研究結果發現，擴增實境工具有助於學生由物件的三視圖想像其立體圖，但在正立方體展開圖及由立體圖想像三視圖的效益並不顯著。推測其原因為中學生已具備正立方體展開圖的先備知識，且三視圖亦有部分學習內容對學生而言難度較低，因此學生的心像相對較容易建立。在學習態度方面，使用傳統教具學習正立方體展開圖學生比使用擴增實境工具學生展現出較高的信心，推測是因為傳統教具的操作更為直覺，學生能更快速的驗證心像。
建議未來可將擴增實境工具應用到其他空間幾何單元，並選擇學生比較不熟悉或內容較複雜困難的單元。此外，應改善擴增實境工具操作的複雜性，以降低學生學習認知負荷；並提升系統辨識圖形及物件之效能，加入資料存取功能以提供資料分析使用。

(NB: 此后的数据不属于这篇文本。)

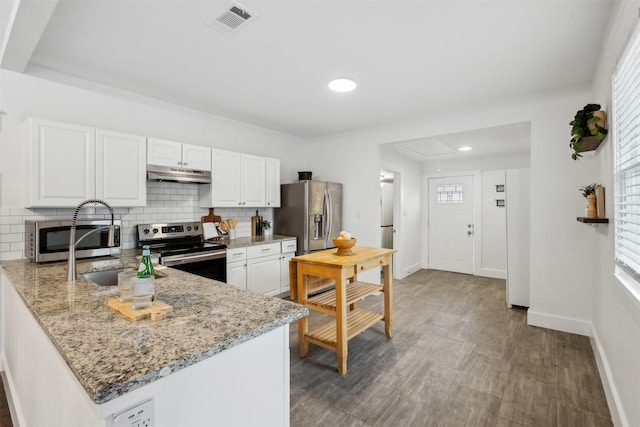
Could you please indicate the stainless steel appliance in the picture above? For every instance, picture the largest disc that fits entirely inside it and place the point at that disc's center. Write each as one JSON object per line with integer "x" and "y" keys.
{"x": 166, "y": 173}
{"x": 386, "y": 219}
{"x": 311, "y": 211}
{"x": 180, "y": 245}
{"x": 49, "y": 240}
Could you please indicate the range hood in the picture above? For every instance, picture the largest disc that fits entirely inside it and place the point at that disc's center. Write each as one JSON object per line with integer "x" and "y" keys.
{"x": 167, "y": 173}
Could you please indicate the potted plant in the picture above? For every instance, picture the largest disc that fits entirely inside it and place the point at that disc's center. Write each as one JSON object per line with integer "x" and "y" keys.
{"x": 589, "y": 192}
{"x": 590, "y": 122}
{"x": 266, "y": 226}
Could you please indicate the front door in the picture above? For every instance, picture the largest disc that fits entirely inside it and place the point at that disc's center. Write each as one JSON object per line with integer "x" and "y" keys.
{"x": 451, "y": 224}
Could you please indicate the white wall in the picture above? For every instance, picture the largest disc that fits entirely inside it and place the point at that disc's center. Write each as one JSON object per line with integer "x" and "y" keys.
{"x": 518, "y": 210}
{"x": 616, "y": 311}
{"x": 492, "y": 162}
{"x": 24, "y": 96}
{"x": 493, "y": 251}
{"x": 408, "y": 224}
{"x": 558, "y": 296}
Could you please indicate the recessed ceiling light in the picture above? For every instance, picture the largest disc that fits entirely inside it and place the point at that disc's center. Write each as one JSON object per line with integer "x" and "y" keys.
{"x": 342, "y": 85}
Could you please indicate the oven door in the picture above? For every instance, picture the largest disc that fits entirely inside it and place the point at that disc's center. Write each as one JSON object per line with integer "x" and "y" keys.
{"x": 212, "y": 265}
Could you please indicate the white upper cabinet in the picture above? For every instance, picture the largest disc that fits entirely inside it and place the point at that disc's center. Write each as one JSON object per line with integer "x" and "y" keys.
{"x": 121, "y": 168}
{"x": 61, "y": 163}
{"x": 161, "y": 152}
{"x": 196, "y": 157}
{"x": 272, "y": 183}
{"x": 253, "y": 179}
{"x": 68, "y": 164}
{"x": 238, "y": 180}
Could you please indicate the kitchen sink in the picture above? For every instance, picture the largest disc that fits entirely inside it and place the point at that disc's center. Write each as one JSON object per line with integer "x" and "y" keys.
{"x": 104, "y": 278}
{"x": 109, "y": 277}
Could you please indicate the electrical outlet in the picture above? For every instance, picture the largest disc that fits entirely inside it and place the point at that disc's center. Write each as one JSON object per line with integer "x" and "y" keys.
{"x": 138, "y": 416}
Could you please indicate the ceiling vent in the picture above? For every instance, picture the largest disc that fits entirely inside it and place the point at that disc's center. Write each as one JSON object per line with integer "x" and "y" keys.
{"x": 231, "y": 18}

This study developed an augmented reality (AR) tool to assist middle school student learning spatial geometry. By applying AR techniques, the tool adds helpful virtual information to physical objects to help student create and manipulate mental imagery of the objects. We used a quasi-experimental design to evaluate the effectiveness of the developed AR tool. Two classes of 8th grade students from a middle school in Taipei City participated in this study, with one class of twenty-three students serving as the experimental group (AR group), and the other class of twenty-two students serving as the control group. Both groups were asked to take a spatial geometry test and filled out an attitude questionnaire at the end of the experiment.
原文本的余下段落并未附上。